Ekonomik durumunu bir seviyeye getiren her birey varlıklı mıdır? Örneğin, kirada evleri olan birisi gerçekten “varlıklı” olarak kabul edilebilir mi? Peki, paranın eskisi ve yenisi olur mu? Ya da sonradan görmüşlüğü?
Geçtiğimiz günlerde Endeavor’un düzenlediği bir etkinlikte girişimci bir arkadaşımla sohbet ediyordum. Bana “Sence neden girişimcilikle uğraşıyoruz?” diye sordu ve ardından kendi cevabını verdi: “Sınıf atlamak için.” O ana kadar hiç bu şekilde düşünmemiştim. Girişimcilerle tanışmak, fikir alışverişinde bulunmak bana hep keyifli gelmişti, ama bu işin asıl motivasyonu sınıf atlamak mıydı?
Benim sınıfım neydi ki?
Varlık ve Hayata Yerleşme
İş hayatımda ve özel hayatımda pek çok orta sınıf veya varlıklı kişiyle tanıştım. Gelirleri arttıkça hayatlarında bir şeylerin değiştiğini gözlemledim. Ancak bu değişim çoğu zaman sanki “oturmamış” gibiydi. Birşeyler sırıtıyor, üzerinde emanet gibi duruyordu. İletişimleri mesafeli olmaya çabalayan bir ses tonu ile süslenmeye çalışılıyor, muhabbet kısa sürdürülüyordu. Bu kendiyle barışık olamama durumunu iletişimin her noktasını sarıyordu.
Bu hep fark ettiğim ama bir türlü adını koyamadığım bir etkileşimdi. Ta ki Rivals dizisindeki old money ve new money kavramlarını görene kadar.
Dizideki kavramları ve dikkat edilen detayları keşfettikçe, paranın kişinin hayatında bir “yerleşme evresi” olduğunu daha belirgin gözlemledim. Bireyde eksik olan da buydu. Bu, parayla her şeyi yapabileceğini düşünmekten, sadece istediği şeyleri yapmaya olan geçiş süreciydi. Oysa bu geçişin bedeli birkaç jenerasyondu.
Old Money: Nesilsel Varlığın Sakinliği
Nesilsel varlık, yani aileden gelen ekonomik güç ve refah içerisinde büyüyen bireyler, paraya sahip olmayı “verilmiş” değil, “doğal bir durum” olarak görmeye meyillidir. Sahip oldukları varlığı sorgulamadıkları için, hayatlarını genellikle kendi istekleri doğrultusunda sakin ve dengeli bir şekilde şekillendirirler. Popüler kültürün hayatlarına yön vermesine çoğu zaman izin vermezler. Lüks bir etkinlikte bulunsalar dahi bunu reklam etmezler ve bunu yapma ihtiyacı da hissetmezler.

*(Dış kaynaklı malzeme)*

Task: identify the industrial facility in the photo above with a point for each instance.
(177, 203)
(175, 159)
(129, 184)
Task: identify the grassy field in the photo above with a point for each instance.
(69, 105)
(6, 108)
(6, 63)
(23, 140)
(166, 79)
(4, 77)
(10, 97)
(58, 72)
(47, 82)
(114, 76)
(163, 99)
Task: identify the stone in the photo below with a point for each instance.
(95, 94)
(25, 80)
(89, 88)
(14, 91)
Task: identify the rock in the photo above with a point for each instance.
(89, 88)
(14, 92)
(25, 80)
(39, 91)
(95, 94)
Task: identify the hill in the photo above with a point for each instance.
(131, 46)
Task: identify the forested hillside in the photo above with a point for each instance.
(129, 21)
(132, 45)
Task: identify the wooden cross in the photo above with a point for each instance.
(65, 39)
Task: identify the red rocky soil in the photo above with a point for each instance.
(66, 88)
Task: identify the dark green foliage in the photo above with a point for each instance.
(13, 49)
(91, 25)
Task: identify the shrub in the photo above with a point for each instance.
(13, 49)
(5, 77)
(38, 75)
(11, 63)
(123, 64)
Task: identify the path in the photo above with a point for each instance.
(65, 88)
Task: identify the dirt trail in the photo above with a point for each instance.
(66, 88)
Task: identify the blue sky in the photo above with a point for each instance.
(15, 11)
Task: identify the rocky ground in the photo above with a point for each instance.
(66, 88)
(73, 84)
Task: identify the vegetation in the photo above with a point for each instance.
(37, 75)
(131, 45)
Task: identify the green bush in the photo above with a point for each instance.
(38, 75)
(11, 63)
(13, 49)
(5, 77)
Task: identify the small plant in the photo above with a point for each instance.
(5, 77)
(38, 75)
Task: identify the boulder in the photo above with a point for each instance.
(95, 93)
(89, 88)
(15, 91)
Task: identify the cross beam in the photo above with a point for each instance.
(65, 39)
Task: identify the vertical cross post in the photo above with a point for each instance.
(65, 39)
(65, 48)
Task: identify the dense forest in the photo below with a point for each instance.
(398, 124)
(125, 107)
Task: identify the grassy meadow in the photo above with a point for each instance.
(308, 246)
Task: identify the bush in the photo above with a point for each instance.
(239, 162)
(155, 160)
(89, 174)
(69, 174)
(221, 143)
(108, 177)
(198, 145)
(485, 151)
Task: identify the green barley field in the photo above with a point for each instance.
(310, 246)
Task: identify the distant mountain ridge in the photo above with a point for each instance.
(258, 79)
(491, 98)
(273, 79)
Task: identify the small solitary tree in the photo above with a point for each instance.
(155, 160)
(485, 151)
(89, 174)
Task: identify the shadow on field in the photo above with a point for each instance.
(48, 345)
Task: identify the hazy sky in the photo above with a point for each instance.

Bu bireyler, sahip oldukları servetin birden fazla paydaşın emeğiyle elde edildiğini bilir. Bu nedenle, paylaşmaya daha yatkın olurlar. Old money kavramı; dinginlik, kendine güven ve zarif bir sadelikle ortaya çıkar.
New Money: Varlığın İlk Heyecanı
Nesilsel varlığa sahip olmayan birey ise ekonomik güce eriştiğinde, ilkbaşta bununla her şeye sahip olabileceğini düşünür. Bu düşünce, harcama alışkanlıklarına da yansır. Lüks tüketim bir “kendini kanıtlama” aracı haline gelir. Marka takıntıları, gösteriş amaçlı etkinlikler ve sosyal medya odaklı paylaşımlar bu durumun dışavurumudur. Birey kendiyle değil sahip oldukları ile ortaya çıkmaya çalışır.
Bu yeni varlık, ancak bir sonraki nesilde – iyi okullarda okumuş, bu refah içerisinde büyümüş çocuklarda – normalleşir. Lakin o zamana kadar “new money” kimliğini taşımaya devam eder. Bu bireylerde daha fazla hırs, daha az paylaşma arzusu ve sürekli bir tetikte olma hali, hatta bir FOMO (kaçırma korkusu) daha sık görülür. Birey düzenli olarak bir kendine güvensizlik duygusu içerisinde kendini başkaları ile karşılaştırma ihtiyacı hissedebilir.
Parayla ne yaptığın…
Paranın eski ve yeni halleri, bireyin hayatındaki duruşunu, davranışlarını ve çevresine etkisini şekillendirir. Old money ve new money arasındaki fark, sadece ekonomik bir durum değil, aynı zamanda bir yaşam tarzı, algı ve davranış farkıdır.
Boşuna dememişler: “Zenginlik bağırır, servet fısıldar.”